Reflecting on piloting the V0.9 questionnaire and the results we obtained
As part of our work on the DGSF project, we are developing an assessment framework to benchmark and compare DAOs.
In pursuit of that goal, we have developed the DAO Index, a set of principles that we believe can provide a reference point for working towards the Ideal DAO (ID), operationalized as a questionnaire to assess adherence to the principles by evaluating real-world DAO practices.
In this article, we describe our work piloting the DAO Index principles and questionnaire, as of Version 0.9 (V0.9).
The main goal of the pilot was to determine the general applicability of the principles to DAOs, receive feedback on the questionnaire’s design and our selected principles, and find learnings to guide future development of the DAO Index.

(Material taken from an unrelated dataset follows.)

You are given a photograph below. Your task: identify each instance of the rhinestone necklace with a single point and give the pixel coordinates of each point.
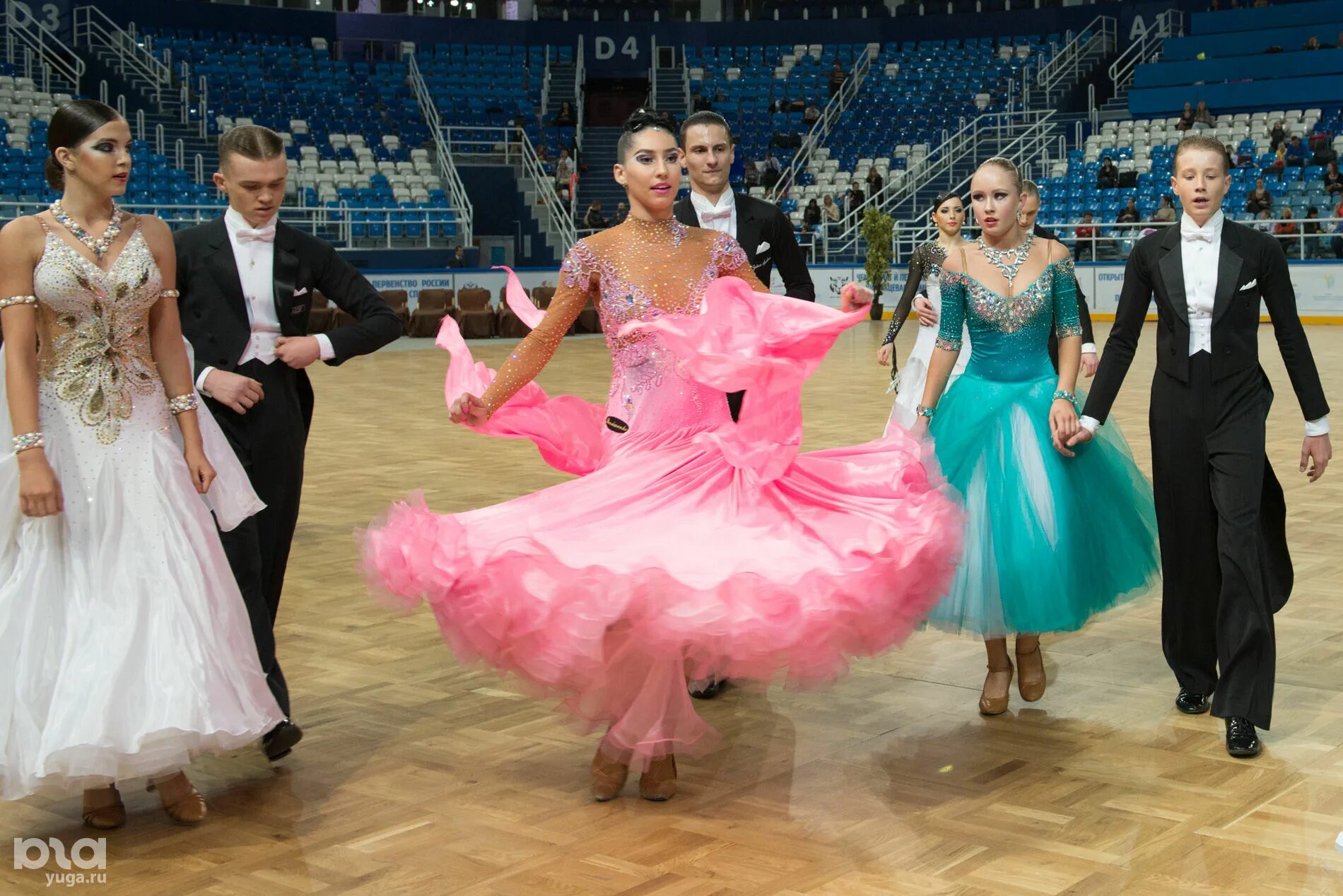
(998, 257)
(100, 244)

We invite feedback on our work. Please leave your comments here on PubPub or Hypothesis (public channel), or send an email to [email protected].
Term | Definition |
---|---|
ID | Ideal DAO |
V0.9 | Version 0.9 |
DAO | Decentralized Autonomous Organization |
Before assessing DAOs, we needed to determine an appropriate basis for benchmarking and comparing DAOs.
We settled on principles (as of V0.9), “[a] basic idea or rule that guides behavior, or explains or controls how something happens or works” [1], because principles:
influence and constrain the governance and technical choices an organization can make [2][3],
provide a normative logic for social governance [4],
provide a meeting place for academia, industry, and society to agree on how DAOs should be defined and organized [5], and
provide a blueprint for how to organize [6].
We believe that the DAO Index principles are principles that all DAOs should be characterized by.
Our choice of principles is influenced by our view (as of V0.9) of DAOs as organizations that are 1) ideologically-driven, 2) self-governed through social and algorithmic governance mechanisms, and 3) self-infrastructured through a combination of blockchain technologies and other decentralized technologies [7][4][8][9].
We believe the principles should help address issues with part 1 , and provide appropriate constraints for parts 2 and 3 [10][11][12].
The principles also help us conceptualize how an ID, a reference point for how DAOs should be governed and operated (i.e., a standard for DAO practices), could be described, upon which real-world DAOs can use as a guide for their own development.1 We believe the ID can also serve as a base for describing IDs in specific contexts (e.g., Decentralized Finance (DeFi) and Decentralized Science (DeSci)).
Additionally, most of the issues associated with DAOs generally cover parts 1 and 2, such as concerns with plutocracy, rather than issues with self-infrastructuring (it is also easier to find signals here from simply focusing on on-chain activity) [13].
We reviewed seventy-five (75) articles from DAO-related academic and grey literature to develop items (or criteria) relevant to assessing DAOs (primarily, identifying signals of good and bad practices), and to identify principles that could orient DAO practices towards the ID [3][2][14][15][4].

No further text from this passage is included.